To prevent his targeting for
assassination by Israel, and in the vain hope of winning a reprieve
for Yasser Arafat from his effective house arrest in Ramallah,
the Palestinian leadership brokered a deal with Britain and the
United States in 2002. The two countries agreed to provide monitors
to guarantee Saadat's confinement in the tiny West Bank town
of Jericho, in the sun-baked lowlands of the Jordan Valley.
Four years later, on Tuesday
morning, Britain reneged on its understandings with the Palestinians
and quit Jericho, but not before telling Israel it was going.
As if waiting for its cue, Israeli armour rolled into Jericho
at once to capture Saadat and a handful of other wanted men.
To Palestinians, the British
broken promise, as well as the hasty exit from Jericho and apparent
collusion with Israel, all smacked a little too painfully of
other episodes of British foreign policy in the Middle East.
There were echoes of 1956 and London's pact during the Suez Crisis
with Israel on the invasion of Egypt. And there were echoes too
of 1948, when Britain hurriedly abandoned Palestine, though not
before it had effectively fulfilled the Balfour Declaration's
promise of creating a Jewish homeland by allowing hundreds of
thousands of Jews to immigrate.
That in large part explains
the outpouring of rage from Gaza to Ramallah on Tuesday, as well
as the kidnapping of foreigners. Britain's duplicity was a reminder--if
it was needed--that nothing has changed in a century of Western
"diplomacy".
So what was Britain's defence
of its inflammatory action? According to foreign minister Jack
Straw, Britain had no choice but to pull the monitors out of
Jericho because of growing concerns for their safety.
That will have sounded more
than hollow to Palestinians. The intifada has all but passed
Jericho by. With a population of about 15,000, it is the quietest
place in the West Bank and Gaza. During the decades of Israeli
occupation it earnt a unflattering reputation as the dumping
ground for small-time collaborators, the ones Israel did not
reward with safe haven in its own territory.
Jericho is a small Palestinian
island in a sea of Israeli occupation. Most of the Jordan Valley
has been entirely controlled by Israel for decades. According
to reports in the Hebrew media, Israel is poised to announce
the Valley's annexation sometime after its elections later this
month.
Around Jericho itself the Israeli
army has dug a deep ditch to prevent all unauthorised movement
in and out of the city.
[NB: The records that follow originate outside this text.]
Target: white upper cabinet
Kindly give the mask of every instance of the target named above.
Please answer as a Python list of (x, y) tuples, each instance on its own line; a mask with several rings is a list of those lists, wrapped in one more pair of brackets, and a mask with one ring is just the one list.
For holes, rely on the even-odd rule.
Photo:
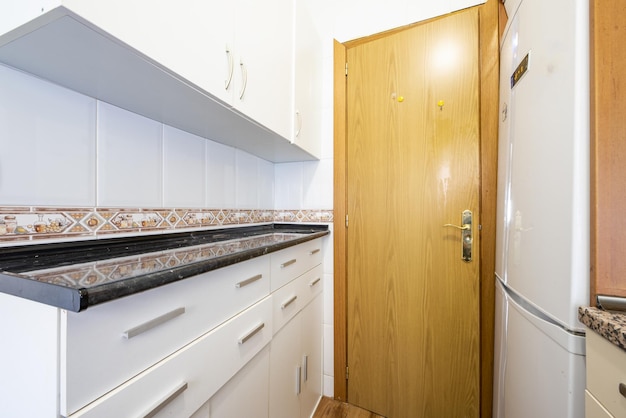
[(315, 26), (314, 0), (295, 2), (294, 130), (300, 148), (321, 156), (322, 37)]
[(0, 63), (268, 161), (314, 160), (294, 132), (294, 4), (20, 1)]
And beyond that is the busy "settlers'
highway" through the occupied Jordan Valley, linking Jerusalem
with the north of Israel, officially known as Gandhi's Road--after
Rehavam Zeevi. He earned the nickname "Gandhi" as a
skinny youth in the army.
In fact Jericho has been so
peaceful during the intifada that six months ago, Israel reopened
it to tourism, allowing package tours to pass through the Israeli-manned
checkpoint on the only route into the city. I myself have visited
the city on several recent occasions, staying in its hotels and
enjoying their open-all-year swimming pools. What is apparently
safe for tourists and journalists is not safe enough for British
officials.
The problem now is that Straw's
"concerns" about safety may become self-fulfilling.
A backlash against foreigners is as certain as the attack on
Tuesday against the British Council offices in Gaza. There are
few tourists in the West Bank any longer, particularly since
Israel made entering so difficult with the construction of its
wall. But there are still a significant number of foreigners
working for humanitarian organisations.
Their presence is important.
Many of the organisations themselves have become little more
than sticking plasters, unable to cope with the festering sores
of Palestinian life under an ever-more restrictive occupation.
But having foreigners living in Ramallah, Nablus and Hebron offers
an insurance policy--even if a small and inadequate one--against
more reckless Israeli army incursions. At the very least, foreigners
can bear witness.
There would be nothing worse
than the West Bank--after Israel's limited withdrawals and the
completion of its wall--becoming a tiny Palestinian ghetto-state,
one where neither the international media nor aid workers dare
venture. There is also nothing that would satisfy Israel more.